S. 278 § 2. Die, welche die Identität beider behaupten, gehen von dem Grundsatze aus, daß weder das Leben ohne Fühlen noch das Fühlen ohne Leben möglich sei; daher könne das nicht verschieden sein, was nicht getrennt werden könne, sondern was immer jenes sein möge, es bilde sowohl das Prinzip des Lebens als des Denkens. Demnach gebrauchen die beiden epikureischen Dichter1 animus [Geist] und anima [Seele, Lebensprinzip] ohne Unterschied.

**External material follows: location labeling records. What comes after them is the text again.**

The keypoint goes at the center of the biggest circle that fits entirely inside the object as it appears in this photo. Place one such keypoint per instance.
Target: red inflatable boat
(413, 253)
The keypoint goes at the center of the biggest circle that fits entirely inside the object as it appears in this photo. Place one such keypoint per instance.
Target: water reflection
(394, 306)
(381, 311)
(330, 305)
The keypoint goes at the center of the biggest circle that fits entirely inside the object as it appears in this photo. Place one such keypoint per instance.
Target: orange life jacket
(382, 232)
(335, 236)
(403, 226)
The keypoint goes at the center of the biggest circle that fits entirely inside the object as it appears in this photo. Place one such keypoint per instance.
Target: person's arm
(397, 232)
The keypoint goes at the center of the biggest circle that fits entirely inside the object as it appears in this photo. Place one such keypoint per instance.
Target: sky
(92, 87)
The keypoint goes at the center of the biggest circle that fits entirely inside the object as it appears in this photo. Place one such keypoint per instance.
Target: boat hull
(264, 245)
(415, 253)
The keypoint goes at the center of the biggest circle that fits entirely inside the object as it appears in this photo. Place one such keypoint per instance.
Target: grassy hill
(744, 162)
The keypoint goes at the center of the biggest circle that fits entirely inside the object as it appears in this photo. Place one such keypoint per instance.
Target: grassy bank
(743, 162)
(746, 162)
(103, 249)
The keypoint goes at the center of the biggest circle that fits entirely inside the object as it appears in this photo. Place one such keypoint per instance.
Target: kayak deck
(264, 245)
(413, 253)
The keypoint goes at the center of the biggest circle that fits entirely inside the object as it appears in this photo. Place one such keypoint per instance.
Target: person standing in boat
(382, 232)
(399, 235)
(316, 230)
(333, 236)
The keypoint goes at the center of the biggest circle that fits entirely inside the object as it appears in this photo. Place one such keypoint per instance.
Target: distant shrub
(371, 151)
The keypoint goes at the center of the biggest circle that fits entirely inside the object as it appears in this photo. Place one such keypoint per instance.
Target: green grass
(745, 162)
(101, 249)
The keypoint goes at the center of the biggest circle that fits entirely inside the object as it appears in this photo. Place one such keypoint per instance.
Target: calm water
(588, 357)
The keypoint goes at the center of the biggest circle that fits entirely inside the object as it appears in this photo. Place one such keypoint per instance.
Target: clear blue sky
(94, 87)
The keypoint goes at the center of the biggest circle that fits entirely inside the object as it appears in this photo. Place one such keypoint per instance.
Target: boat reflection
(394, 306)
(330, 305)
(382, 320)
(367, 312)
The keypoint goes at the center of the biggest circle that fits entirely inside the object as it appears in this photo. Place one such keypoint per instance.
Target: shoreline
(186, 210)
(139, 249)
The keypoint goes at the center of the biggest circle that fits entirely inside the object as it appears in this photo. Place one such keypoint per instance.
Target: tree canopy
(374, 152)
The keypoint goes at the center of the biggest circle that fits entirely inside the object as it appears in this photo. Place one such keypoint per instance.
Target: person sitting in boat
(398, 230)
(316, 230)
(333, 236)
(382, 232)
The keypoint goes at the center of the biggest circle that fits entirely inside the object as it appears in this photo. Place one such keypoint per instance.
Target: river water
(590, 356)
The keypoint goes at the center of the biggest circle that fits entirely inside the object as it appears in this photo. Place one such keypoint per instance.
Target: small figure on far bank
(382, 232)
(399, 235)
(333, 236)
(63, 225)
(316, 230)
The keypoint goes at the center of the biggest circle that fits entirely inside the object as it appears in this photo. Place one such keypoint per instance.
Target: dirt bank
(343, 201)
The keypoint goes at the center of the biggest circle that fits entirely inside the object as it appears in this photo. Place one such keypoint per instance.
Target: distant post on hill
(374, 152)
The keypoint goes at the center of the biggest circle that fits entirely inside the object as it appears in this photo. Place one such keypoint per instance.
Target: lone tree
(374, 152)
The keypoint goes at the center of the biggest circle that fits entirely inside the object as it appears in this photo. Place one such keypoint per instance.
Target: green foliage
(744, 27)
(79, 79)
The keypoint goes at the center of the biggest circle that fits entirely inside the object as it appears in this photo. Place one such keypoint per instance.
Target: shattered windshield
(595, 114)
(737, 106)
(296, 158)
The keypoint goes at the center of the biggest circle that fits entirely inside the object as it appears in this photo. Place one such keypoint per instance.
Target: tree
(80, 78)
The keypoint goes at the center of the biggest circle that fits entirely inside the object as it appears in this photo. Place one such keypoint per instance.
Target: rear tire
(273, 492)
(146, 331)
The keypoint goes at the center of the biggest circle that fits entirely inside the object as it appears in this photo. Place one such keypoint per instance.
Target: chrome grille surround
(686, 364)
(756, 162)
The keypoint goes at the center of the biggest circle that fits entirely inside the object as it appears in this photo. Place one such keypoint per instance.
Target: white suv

§ 3. Diejenigen aber, die beide als verschieden erklären, führen den Beweis also: Daß der Geist etwas anderes sei als die Seele [bloß vegetatives Lebensprinzip], könne man daraus erkennen, daß der Geist verloren gehen könne, während die Seele wohlbehalten sei, was ja bei den Wahnsinnigen zutreffe, ferner daraus, daß die Seele durch den Tod zur Ruhe komme, der Geist aber durch den Schlaf, und zwar so, daß er nicht wisse, was er tue oder wo er sei, sondern daß er auch durch eingebildete Vorstellungen getäuscht werde.
§ 4. Man kann zwar das „Wie“ dieses Vorganges nicht erklären, wohl aber das „Warum“. Wir können nämlich nicht schlafen, wenn der Geist nicht mit Vorstellungen beschäftigt ist. Vom Schlafe überwältigt, ist der Geist verborgen wie das Feuer unter der Asche. Entfernt man diese, so flackert es wieder auf und erwacht sozusagen.
§ 5. Der Geist wird also durch Bilder abgelenkt [avocatur], bis die Glieder, durch den Schlummer erfrischt, zu neuem Leben erwachen. Wenn aber der Geist wacht, so ist der Körper, mag er auch unbeweglich daliegen, noch nicht ruhig, da der Geist wie eine Flamme in ihm flackert und schwirrt und alle Organe in Spannung erhält.
§ 6. Sobald aber der Geist [Verstand] von dieser Anspannung zur Betrachtung der Bilder sich wendet, dann erst gibt sich der Leib vollständig der Ruhe hin,
§ 7. Veranlaßt aber wird der Geist dazu durch unklare [Phantasie-]Vorstellungen, wenn er nämlich S. 279 beim Herannahen der Finsternis mit sich allein zu sein anfängt. Während er auf seine Gedanken achtet, kommt der Schlaf, und die Vorstellung zieht allmählich das am nächsten damit Verwandte in ihren Kreis.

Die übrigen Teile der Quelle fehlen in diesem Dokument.